Figuring the torque required for acceleration is the easy part. The formula is:
T= I*α
Where T= torque (N-m), I is the mass moment of inertia (kg-m^2), and α it the angular acceleration (radians/sec^2). For a disc with evenly distributed mass I = m*r^2/4. For the 10m, 4 tonne platform this gives an I = 25,000 kg-m^2. (But see the additional I elements noted below.)
You will need to develop the required maximum angular acceleration from either the operational criteria or the control system's error correction requirements. The precision you noted (0.01 deg) is the starting point for developing the maximum angular acceleration needed, but you will need to look at how fast you want the platform to be able to respond to commands. Start-up may be the worse case and have the need for the greatest amount of acceleration, however too high or too low acceleration rates can make the control system unstable or unable to correct errors.
You've also given a maximum speed of 1.03 m/min (0.0172 m/s), which is an angular velocity of 0.00343 rad/sec. You might want to start by arbitrarily selecting (guessing) at a time needed to reach full speed, say 10 sec. Using 10 seconds gives an angular acceleration rate of 0.0343 rad/sec^2. Feeding that into T=I*α gives a torque for acceleration of 857.5 N-m. A point of caution here, this arbitrary 10 second time has important consequences to the control system's capability. I would guess you will want a time more in the 1 second range (i.e. 10 times the above torque).
Okay, as I said that is the easy part. Estimating the friction and drag will be less straight forward. For this you will need to work from a conceptual (or better) design. How many wheels will be used (6, more?), what type of wheel (pneumatic, solid urethane...), rolling resistance of the wheels (including their bearings, which may not have significant drag), the drive system (gear units, flex couplings, brakes, etc.). Each of these elements will contribute loses that the motor will need to over come. Some rolling resistance coefficient values for pneumatic tires from an old reference use values of 0.01 – 0.03 of the load. Gear units add resistance as a result of internal friction and losses, think of its efficiency. There will probably be a need for a brake (unless a four quadrant controller is used) and brakes often contribute resistance, even when they are released.

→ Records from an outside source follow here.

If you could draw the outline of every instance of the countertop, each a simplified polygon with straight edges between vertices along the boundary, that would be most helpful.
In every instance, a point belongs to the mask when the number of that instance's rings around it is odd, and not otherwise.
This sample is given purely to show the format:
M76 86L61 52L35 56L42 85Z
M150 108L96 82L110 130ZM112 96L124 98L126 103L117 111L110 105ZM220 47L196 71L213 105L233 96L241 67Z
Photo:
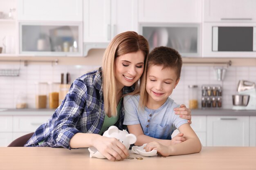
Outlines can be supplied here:
M203 147L200 153L111 161L90 158L86 148L0 148L0 169L8 170L256 170L256 147ZM142 160L136 157L141 157Z
M0 108L1 115L52 115L55 109ZM192 115L197 116L256 116L256 110L236 110L231 109L193 109Z

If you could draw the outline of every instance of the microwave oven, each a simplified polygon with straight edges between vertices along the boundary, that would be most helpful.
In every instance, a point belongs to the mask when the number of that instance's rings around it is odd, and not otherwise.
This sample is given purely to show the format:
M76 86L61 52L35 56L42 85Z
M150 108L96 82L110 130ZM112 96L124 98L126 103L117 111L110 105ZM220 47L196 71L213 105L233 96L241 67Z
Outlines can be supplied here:
M256 57L256 24L205 23L202 37L203 57Z

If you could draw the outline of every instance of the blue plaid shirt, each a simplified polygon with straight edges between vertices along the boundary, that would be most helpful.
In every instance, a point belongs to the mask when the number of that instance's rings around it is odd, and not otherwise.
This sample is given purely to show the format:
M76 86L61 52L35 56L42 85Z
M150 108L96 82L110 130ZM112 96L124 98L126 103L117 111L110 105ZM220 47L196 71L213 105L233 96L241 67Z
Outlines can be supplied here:
M105 116L101 74L100 68L75 80L52 116L36 129L24 146L63 147L70 149L70 139L76 133L99 133ZM133 90L132 86L125 86L123 94ZM115 126L121 130L126 127L123 125L123 103L119 116ZM38 144L42 141L44 142Z

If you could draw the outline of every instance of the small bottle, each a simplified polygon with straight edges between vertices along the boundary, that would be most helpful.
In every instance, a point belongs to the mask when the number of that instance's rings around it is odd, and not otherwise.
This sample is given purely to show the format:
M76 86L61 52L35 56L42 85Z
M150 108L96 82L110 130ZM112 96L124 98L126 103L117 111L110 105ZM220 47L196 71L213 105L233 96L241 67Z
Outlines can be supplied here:
M216 99L215 99L215 97L213 97L211 99L211 102L212 107L216 108L217 106L217 101L216 101Z
M189 108L197 109L198 108L198 86L189 85Z
M212 95L213 96L217 96L217 88L215 86L212 87Z
M207 97L206 99L207 101L207 107L210 108L211 107L211 99L210 97Z
M205 101L205 98L204 97L202 98L202 107L206 107L206 101Z
M219 96L222 96L222 88L220 86L218 86L218 93Z
M217 104L218 108L221 108L222 106L222 102L221 101L221 98L218 97L217 98Z
M206 90L206 87L205 86L202 86L202 95L203 96L206 96L207 93L207 90Z
M210 86L207 87L207 95L208 96L211 95L211 87Z

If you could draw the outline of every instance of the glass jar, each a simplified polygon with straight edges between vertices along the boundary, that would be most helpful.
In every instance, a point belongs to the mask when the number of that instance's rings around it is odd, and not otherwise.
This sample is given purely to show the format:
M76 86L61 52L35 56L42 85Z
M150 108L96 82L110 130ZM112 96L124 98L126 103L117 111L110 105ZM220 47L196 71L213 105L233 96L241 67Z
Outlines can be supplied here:
M217 99L217 104L218 108L220 108L222 106L222 102L221 101L221 98L218 97Z
M206 101L205 100L205 98L204 97L202 97L202 107L206 107Z
M207 87L207 95L208 96L211 96L211 87L210 86Z
M27 108L27 96L24 93L20 93L18 95L16 100L16 108Z
M49 108L56 108L59 106L60 83L49 82Z
M211 98L210 97L206 98L206 104L207 108L211 107Z
M48 83L37 82L36 83L36 108L46 108Z
M206 87L204 86L202 86L202 95L203 96L206 96L207 95Z
M198 108L198 86L189 85L189 108L197 109Z

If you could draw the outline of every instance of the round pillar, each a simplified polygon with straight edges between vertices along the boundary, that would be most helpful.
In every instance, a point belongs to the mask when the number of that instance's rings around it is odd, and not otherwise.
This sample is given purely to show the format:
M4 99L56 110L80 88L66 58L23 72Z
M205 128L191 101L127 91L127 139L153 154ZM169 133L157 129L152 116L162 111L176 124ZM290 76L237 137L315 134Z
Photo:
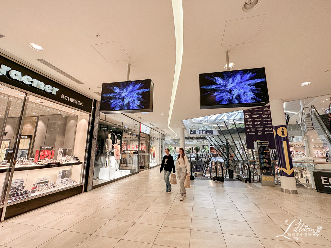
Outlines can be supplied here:
M282 100L270 102L282 191L297 194Z
M185 132L183 128L179 129L179 146L185 150Z

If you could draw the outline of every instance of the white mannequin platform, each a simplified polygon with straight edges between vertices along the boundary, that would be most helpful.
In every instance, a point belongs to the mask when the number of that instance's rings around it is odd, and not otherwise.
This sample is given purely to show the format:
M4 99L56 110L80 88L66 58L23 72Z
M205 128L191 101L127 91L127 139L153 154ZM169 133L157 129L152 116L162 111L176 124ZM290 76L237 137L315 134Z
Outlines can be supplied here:
M101 180L110 180L115 178L116 168L115 167L104 167L100 168L99 179Z

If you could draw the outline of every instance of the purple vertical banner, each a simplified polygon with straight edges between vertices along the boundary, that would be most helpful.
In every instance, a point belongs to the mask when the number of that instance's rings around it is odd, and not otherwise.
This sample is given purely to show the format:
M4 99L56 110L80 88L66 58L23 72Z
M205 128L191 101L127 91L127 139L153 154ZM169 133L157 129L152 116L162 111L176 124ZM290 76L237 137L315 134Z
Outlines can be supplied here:
M275 126L273 127L273 130L277 151L277 159L279 168L279 175L283 177L294 177L294 172L286 126Z

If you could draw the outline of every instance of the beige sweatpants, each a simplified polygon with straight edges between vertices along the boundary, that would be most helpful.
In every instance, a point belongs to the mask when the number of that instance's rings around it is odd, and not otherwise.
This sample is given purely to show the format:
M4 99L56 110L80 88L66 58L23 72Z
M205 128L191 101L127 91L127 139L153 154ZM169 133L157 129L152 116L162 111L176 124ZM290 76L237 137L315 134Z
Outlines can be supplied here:
M184 195L184 194L186 194L186 189L184 187L184 182L185 179L187 175L187 171L185 166L179 166L178 167L178 177L179 178L179 188L180 189L180 195Z

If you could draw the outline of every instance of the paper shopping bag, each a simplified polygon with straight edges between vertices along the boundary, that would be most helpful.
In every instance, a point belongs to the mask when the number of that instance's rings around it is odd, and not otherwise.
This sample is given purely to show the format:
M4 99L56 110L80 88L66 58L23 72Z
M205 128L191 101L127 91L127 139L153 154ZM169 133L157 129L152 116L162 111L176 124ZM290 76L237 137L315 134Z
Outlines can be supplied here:
M173 173L171 174L171 177L170 178L170 183L171 184L177 184L177 179L176 178L176 175Z
M191 185L190 184L190 181L191 180L190 179L190 177L187 176L186 178L185 179L185 182L184 182L184 187L187 188L190 188L191 187Z

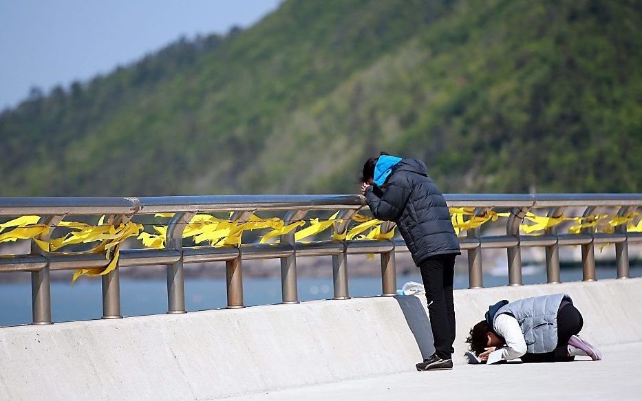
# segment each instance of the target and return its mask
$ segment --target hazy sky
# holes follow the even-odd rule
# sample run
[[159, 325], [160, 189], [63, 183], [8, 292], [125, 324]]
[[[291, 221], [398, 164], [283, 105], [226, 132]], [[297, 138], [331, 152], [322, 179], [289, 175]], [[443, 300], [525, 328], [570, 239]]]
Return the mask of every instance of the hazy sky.
[[32, 86], [86, 80], [184, 34], [247, 27], [281, 0], [0, 0], [0, 111]]

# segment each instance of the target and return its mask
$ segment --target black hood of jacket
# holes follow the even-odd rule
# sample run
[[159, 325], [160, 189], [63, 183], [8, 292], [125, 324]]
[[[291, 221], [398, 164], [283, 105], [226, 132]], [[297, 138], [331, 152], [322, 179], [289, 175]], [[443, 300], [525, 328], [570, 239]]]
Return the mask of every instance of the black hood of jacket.
[[416, 159], [401, 159], [401, 161], [392, 169], [392, 173], [394, 174], [398, 171], [409, 171], [428, 176], [428, 167], [423, 162]]

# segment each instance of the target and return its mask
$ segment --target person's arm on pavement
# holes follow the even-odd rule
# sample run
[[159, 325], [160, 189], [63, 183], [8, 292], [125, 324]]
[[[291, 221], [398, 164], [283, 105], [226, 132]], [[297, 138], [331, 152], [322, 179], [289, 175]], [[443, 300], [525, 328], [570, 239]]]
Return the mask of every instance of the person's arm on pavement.
[[495, 330], [506, 341], [506, 345], [500, 348], [502, 358], [517, 359], [526, 353], [526, 342], [516, 318], [509, 314], [500, 314], [495, 318]]

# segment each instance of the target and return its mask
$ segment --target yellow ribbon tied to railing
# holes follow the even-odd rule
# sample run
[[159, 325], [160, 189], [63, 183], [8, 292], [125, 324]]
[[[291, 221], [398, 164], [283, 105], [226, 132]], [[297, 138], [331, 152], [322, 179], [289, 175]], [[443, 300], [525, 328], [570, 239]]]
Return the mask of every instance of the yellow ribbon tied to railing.
[[[138, 235], [142, 230], [142, 225], [136, 224], [132, 221], [127, 221], [118, 226], [107, 226], [107, 230], [105, 230], [105, 226], [84, 228], [81, 230], [85, 232], [87, 235], [87, 239], [83, 242], [94, 242], [95, 241], [102, 241], [102, 243], [92, 250], [91, 252], [105, 252], [105, 257], [110, 260], [109, 263], [106, 268], [99, 268], [95, 269], [78, 269], [74, 272], [74, 277], [72, 277], [72, 283], [75, 281], [81, 276], [103, 276], [107, 274], [116, 268], [118, 264], [118, 257], [120, 255], [120, 246], [123, 241], [130, 237]], [[99, 234], [89, 232], [92, 228], [96, 228]]]
[[[0, 243], [17, 239], [31, 239], [43, 250], [48, 251], [49, 243], [45, 241], [39, 239], [37, 237], [41, 235], [48, 233], [49, 226], [44, 224], [38, 224], [40, 216], [21, 216], [6, 223], [0, 223]], [[15, 228], [3, 232], [10, 227], [15, 227]]]

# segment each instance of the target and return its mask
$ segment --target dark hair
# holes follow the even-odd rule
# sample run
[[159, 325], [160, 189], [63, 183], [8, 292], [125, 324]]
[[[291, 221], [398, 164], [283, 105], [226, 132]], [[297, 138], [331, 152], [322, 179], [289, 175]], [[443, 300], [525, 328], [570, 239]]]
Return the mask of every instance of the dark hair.
[[470, 336], [466, 338], [466, 342], [471, 345], [471, 351], [475, 353], [475, 355], [479, 356], [486, 351], [488, 347], [488, 334], [491, 332], [491, 327], [489, 327], [486, 321], [482, 321], [477, 323], [471, 329]]
[[[379, 153], [379, 156], [384, 155], [386, 156], [389, 155], [386, 152]], [[374, 178], [374, 166], [376, 166], [376, 162], [379, 160], [379, 156], [370, 158], [365, 161], [365, 163], [363, 163], [363, 171], [361, 173], [361, 177], [359, 178], [361, 182], [367, 182], [370, 178]]]

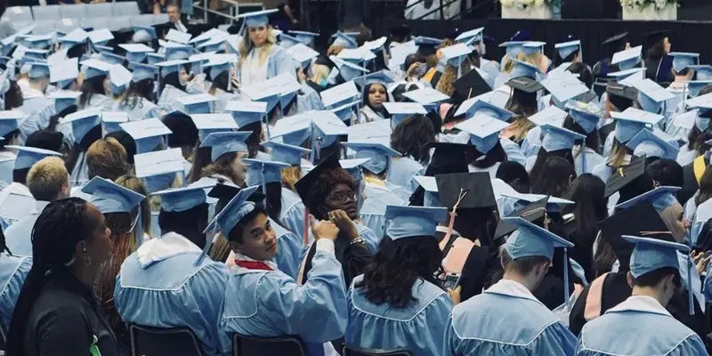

Each of these elements also contributes some additional rotating mass, that should be added to the effective total I for calculating the torque required for acceleration. Adding this additional rotating mass isn't simply adding their individual I's to the total I. The wheels, motor, etc. will rotate at a greater angular velocity than the main platform. To reflect their contribution to the main platform their I's need to be increased by the square of their respective angular velocities – (ω(wheel) / ω(platform))^2. The motor, if running through a gear reduction, may have a surprisingly large contribution to the total I due to the combined wheel and gear ratio adjustment.
The drive wheel needs to have enough load and friction to avoid, or at least minimize, slippage. Pneumatic tires on dry rough concrete can have high friction of traction coefficients. However, when running on polished concrete or metal, that may be dirty, oily or wet, can end up with coefficients below 0.05. Using that value for the traction coefficient and the above torque leads to a drive tire load of approximately 1,800 N. Assuming that all of the above additional effects were to double the required torque, the value is still within the required vertical support load. However, you will probably want to include some form of suspension on the drive wheel to assure it maintains an adequate force against the platform should there be any unevenness to the platforms running surface.
In the above I referred to pneumatic tires, that is because I'm quite familiar with them. For this application I would be more likely to consider urethane tires.
I hope this helps and that I wasn't too long.